Other than the cows I had a great time. The arch was really cool, the canyon containing the arch had a very remote feel with outstanding sandstone walls, and in general the route offered a lot of variety and problem solving.

I had heard of the arch before but was totally surprised by this fantastic free standing rock pillar. It took me a while to scramble up the side of the canyon and get a less obstructed view. In the meantime the shadows were quickly devouring it.

It looked very inviting to continue heading up canyon but I was out of time (not to mention tired) and I knew those idiot cows were huddled up there some where. The main canyon heads 90 degrees to the right of here, but doesn’t go far.

Looking down canyon from my perch opposite the arch.

Late enough in the day the canyon walls were beginning to glow, this nice peaceful area had a strong breeze in the trees. There was a trickle of a stream at my feet, feeding all this vegetation.

Payback time. Going up this crumbling steepness to get to the next canyon.

So, another option is to begin from another road that ends at the head of that distant canyon wall in the center. Impossible Peak on the far left.

The view going up. Kind of a hidden basin back here.

Up high enough, now I needed to work my way over to the first gap in the cliffs.

Looking back at the slope I traversed. Impossible Peak left of center.

On top of the gap in the cliffs. 

The other side of the Circle and the Henry Mts. in the distance. I had to go straight down and then cut around past the far left of the picture.

One last look at the remote canyons I’d spent my day exploring.

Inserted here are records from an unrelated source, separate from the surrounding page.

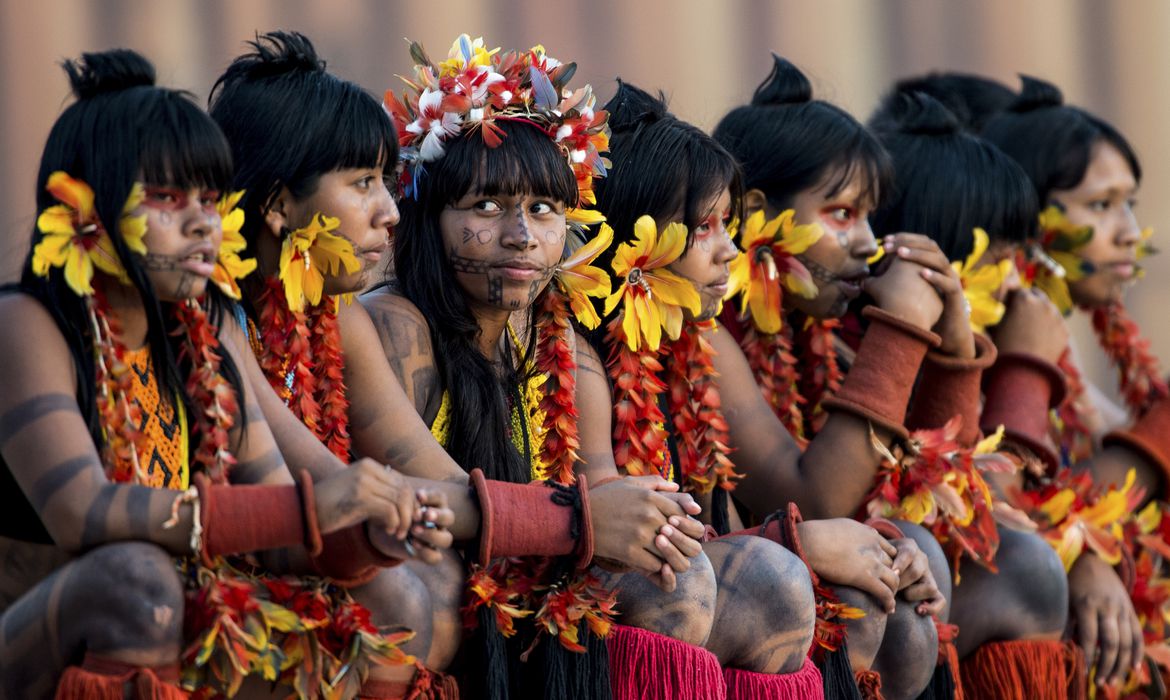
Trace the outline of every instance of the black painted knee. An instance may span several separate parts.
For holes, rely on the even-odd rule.
[[[370,610],[374,625],[406,627],[414,638],[404,651],[425,659],[431,650],[434,620],[426,584],[406,567],[383,569],[367,584],[351,591],[353,599]]]
[[[999,575],[1011,582],[1014,638],[1051,633],[1068,622],[1068,575],[1057,551],[1039,535],[1000,529]]]
[[[938,632],[930,617],[911,605],[899,605],[886,618],[886,634],[873,668],[881,673],[882,695],[889,700],[913,699],[925,689],[938,656]]]
[[[677,586],[663,592],[639,574],[607,576],[618,589],[619,622],[703,646],[715,620],[715,571],[706,554],[690,560],[690,568],[676,575]]]
[[[762,673],[800,670],[812,644],[815,598],[798,556],[760,537],[731,537],[709,544],[716,567],[720,659]]]
[[[858,619],[846,620],[846,644],[854,671],[872,668],[886,637],[886,610],[873,596],[855,588],[833,586],[833,591],[841,603],[865,613]]]
[[[75,631],[89,651],[181,645],[183,583],[174,561],[161,548],[145,542],[106,544],[78,560],[67,585],[62,629]]]
[[[938,591],[947,599],[947,605],[943,608],[942,613],[940,613],[938,619],[942,622],[949,620],[952,574],[950,570],[950,562],[947,561],[947,553],[943,551],[942,544],[938,543],[938,540],[936,540],[927,528],[911,522],[906,522],[903,520],[895,520],[894,523],[907,537],[914,540],[914,542],[917,543],[918,549],[927,555],[927,561],[930,563],[930,574],[935,577],[935,584],[938,586]],[[968,562],[968,565],[973,564]]]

Boulder Mountain in the far distance. 

Down from the cliffs and the more remote canyons but I still had quite a bit of navigation to do before dark. I kept getting pushed into the head of Egg Canyon. The view was good but I needed to not lose altitude yet.

Back on track and really enjoying the change to vivid purple in the badlands.

A Slot Canyon! No time.

There were several arches or holes in the top of that mesa. I kept an eye on it as i walked around it to make sure i wasn’t hallucinating but they were definite there.

A beautiful sunset over the Circle Cliffs.

Finally spotted my car, just as it was almost dark. The end of another great day.